I'll grant that there are a few 'true believers' who are impervious to evidence or who, as Allen said, can't tell the difference between ppb and ppm.  However, at least some of the detractors of processed foods base their objection on the imperfectability of human knowledge.  

It's easy to say that processed food is more pure than natural but you can not say definitively that it is more wholesome unless you already know absolutely everything about the organism's nutritional needs, including trace nutrients, sympathetic interactions, balance, lifecycle timing, etc.  If you attempt to impose a more pure but artificial diet in the absense of complete information, you take the risk of doing more harm than good through the omission of some as-yet-unknown factor.

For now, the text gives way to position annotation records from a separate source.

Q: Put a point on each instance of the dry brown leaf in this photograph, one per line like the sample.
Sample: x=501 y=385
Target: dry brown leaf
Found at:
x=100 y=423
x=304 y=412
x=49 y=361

A more natural diet, on the other hand, will have the right balance and components almost by definition since it is the diet that the organism evolved to optimize.  (This, of course, assumes a definition of "natural" in a biological/evolutionary sense and not necessarily the definition used in the quasi-religious sense of the true-believer minority mentioned above.)

The presumption that natural is better can be rebutted by hard evidence (the comparative study on sugar vs nectar-based honey as winter feed comes to mind) but even that conclusion can be trusted only to the limits of the study.  Being better as winter feed, for example, does not prove that it would stay better if imposed continuously.

I don't know the motivation of the author of the BeeCulture article that was cited a few posts back.  But I don't think that attributing a dogmatic motivation to all supporters of natural foods is supportable.